M. le président. Je mets aux voix l’article 3, modifié.
(L’article 3 est adopté.)
Article additionnel après l’article 3
M. le président. L’amendement n° 6, présenté par Mmes de la Gontrie et Rossignol, MM. Kanner, J. Bigot et Sueur, Mmes Meunier, Monier, Lubin et les membres du groupe socialiste et républicain, est ainsi libellé :
Après l’article 3
Insérer un article additionnel ainsi rédigé :
Après l’article 222-23 du code pénal, il est inséré un article 222-23-… ainsi rédigé :
« Art. 222-23-… – Tout acte de pénétration sexuelle, de quelque nature qu’il soit, commis par un majeur sur un mineur de treize ans est un viol puni de vingt ans de réclusion criminelle. »
La parole est à Mme Laurence Rossignol.
Mme Laurence Rossignol. Cet amendement vise à mettre un terme à une situation qui a semblé insupportable aussi bien à de nombreux parlementaires qu’à la société, je veux parler des discussions que l’on entend parfois dans les tribunaux quelle que soit leur nature, qu’il s’agisse de tribunaux correctionnels ou plus encore de cours d’assises, sur la possibilité qu’un enfant de onze ou douze ans ait été consentant à une relation sexuelle avec un majeur.
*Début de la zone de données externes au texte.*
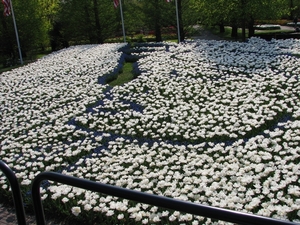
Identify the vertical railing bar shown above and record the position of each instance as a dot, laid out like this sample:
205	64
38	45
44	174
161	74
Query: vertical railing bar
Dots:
160	201
16	192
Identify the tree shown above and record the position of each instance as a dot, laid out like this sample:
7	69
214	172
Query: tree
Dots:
239	13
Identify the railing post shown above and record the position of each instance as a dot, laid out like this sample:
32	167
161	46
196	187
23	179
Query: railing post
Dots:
151	199
16	192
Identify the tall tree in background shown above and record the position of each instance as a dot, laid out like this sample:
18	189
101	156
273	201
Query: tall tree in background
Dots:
31	29
239	13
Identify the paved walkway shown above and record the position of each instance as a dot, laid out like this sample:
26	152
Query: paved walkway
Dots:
8	217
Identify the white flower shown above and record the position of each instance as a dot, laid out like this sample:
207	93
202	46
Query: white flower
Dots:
64	200
76	210
120	216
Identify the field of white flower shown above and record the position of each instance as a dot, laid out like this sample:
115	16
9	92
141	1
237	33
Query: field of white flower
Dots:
211	122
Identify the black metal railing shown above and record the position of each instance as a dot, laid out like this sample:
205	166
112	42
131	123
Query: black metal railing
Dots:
151	199
16	192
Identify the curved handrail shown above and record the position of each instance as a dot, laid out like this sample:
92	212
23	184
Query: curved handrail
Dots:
151	199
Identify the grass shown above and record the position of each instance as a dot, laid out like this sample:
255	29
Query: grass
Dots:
125	76
25	62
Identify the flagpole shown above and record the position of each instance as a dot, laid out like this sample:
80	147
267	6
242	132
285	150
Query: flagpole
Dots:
177	16
16	31
123	28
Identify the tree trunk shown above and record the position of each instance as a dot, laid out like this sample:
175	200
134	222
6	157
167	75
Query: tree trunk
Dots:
234	31
158	37
243	29
97	23
181	30
251	27
222	28
7	41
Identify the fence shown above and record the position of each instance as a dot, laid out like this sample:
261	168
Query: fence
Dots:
151	199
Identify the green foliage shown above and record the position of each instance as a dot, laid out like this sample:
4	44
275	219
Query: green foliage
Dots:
55	23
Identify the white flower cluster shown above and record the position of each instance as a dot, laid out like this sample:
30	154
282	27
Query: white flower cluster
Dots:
211	122
39	100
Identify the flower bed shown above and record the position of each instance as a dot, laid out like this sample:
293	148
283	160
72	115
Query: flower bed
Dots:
213	122
267	27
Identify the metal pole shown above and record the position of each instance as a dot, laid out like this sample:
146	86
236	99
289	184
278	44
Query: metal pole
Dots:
177	16
16	31
123	28
16	192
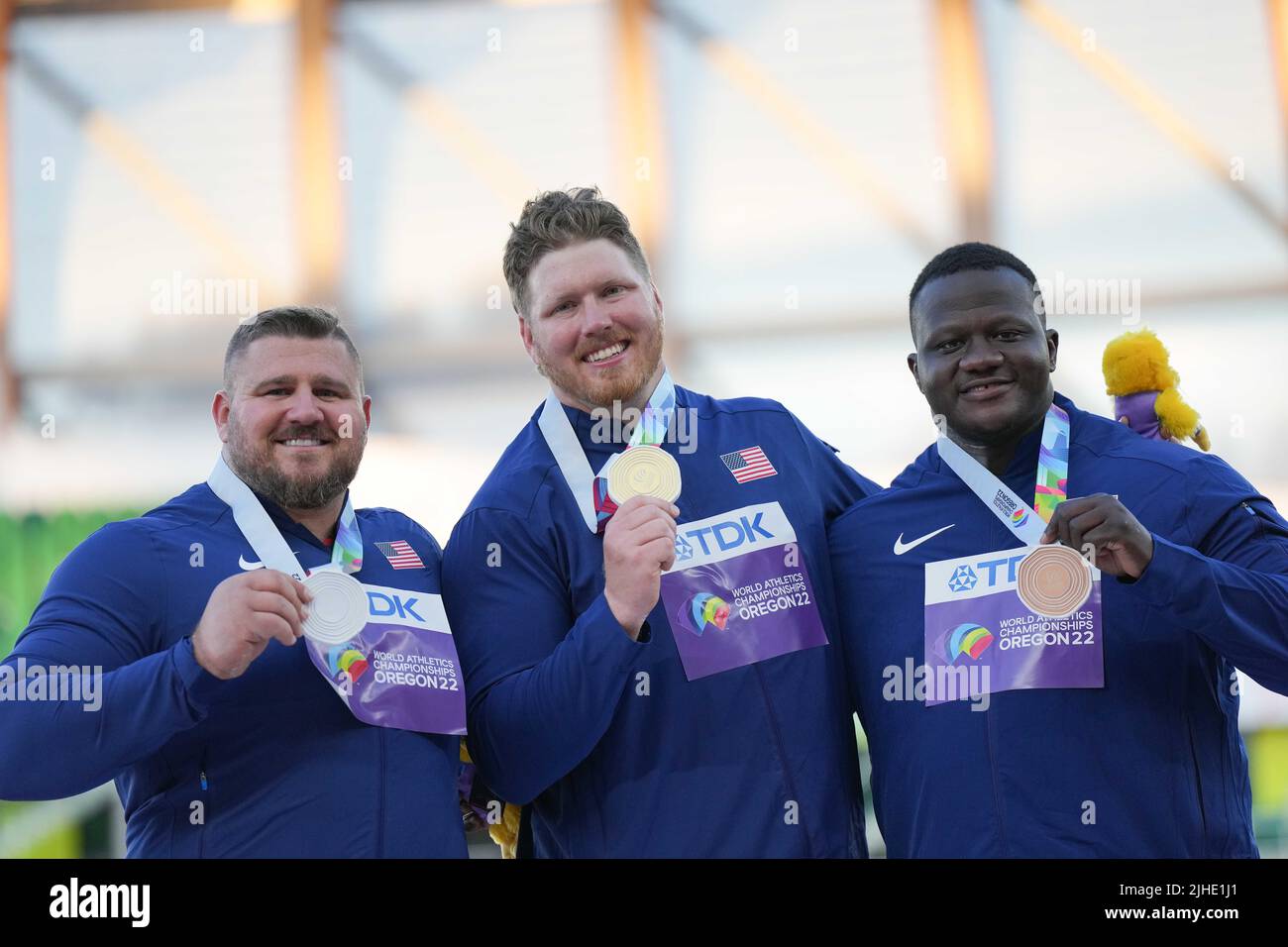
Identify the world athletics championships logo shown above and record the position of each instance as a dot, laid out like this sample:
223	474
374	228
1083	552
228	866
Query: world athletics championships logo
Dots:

Ce débat sur l’éventuel consentement d’un enfant à une relation sexuelle avec un majeur n’est pas tolérable, n’est plus tolérable ! Pourtant, il suffit de regarder ce qui se passe dans les cours d’assises : l’argument le plus souvent utilisé par la défense consiste à expliquer que la jeune fille ou le jeune garçon – on parle de filles en matière de violences sexuelles, mais les garçons sont aussi concernés – a en fait manifesté son consentement. Notre amendement vise à faire en sorte que, en dessous de treize ans, il n’y ait pas de consentement possible ni même de discussion possible sur un tel consentement.
Que dire maintenant à propos de l’éventuelle inconstitutionnalité de notre amendement ? Je ne connais qu’un juge de la constitutionnalité : il s’agit du Conseil constitutionnel, et non du Conseil d’État ! La seule façon de savoir si une disposition est conforme ou non à la Constitution est de la soumettre à l’examen du Conseil constitutionnel, ce qui implique que la mesure soit adoptée par le Parlement.
Laissez-moi vous raconter une petite anecdote : il y a un an, je défendais ici même la loi relative à l’extension du délit d’entrave à l’interruption volontaire de grossesse aux sites internet – on aurait pu parler de fake news. Tout le monde avait prédit que le texte serait censuré par le Conseil constitutionnel. Je me suis dit à l’époque qu’il fallait courir le risque. Or le texte n’a pas été censuré ! Il faut donc éviter de trop anticiper les décisions rendues par le juge constitutionnel.
Nous ne proposons pas de présomption irréfragable : c’est la relation sexuelle qui est constitutive de l’infraction. Bien entendu – s’il faut le préciser, on le fera –, l’auteur de l’infraction pourra toujours arguer du fait qu’il a été trompé sur l’âge de la victime. Cela peut arriver quand, par exemple, une jeune fille présente une fausse carte d’identité dans une boîte de nuit. Dans ce cas, évidemment, l’auteur a été trompé. Toutefois, c’est la seule hypothèse dans laquelle on ne qualifierait pas de viol une relation sexuelle entre un majeur et un mineur.
Cela étant, j’invite le Sénat à voter mon amendement, lequel parachèverait la proposition de loi dont nous discutons.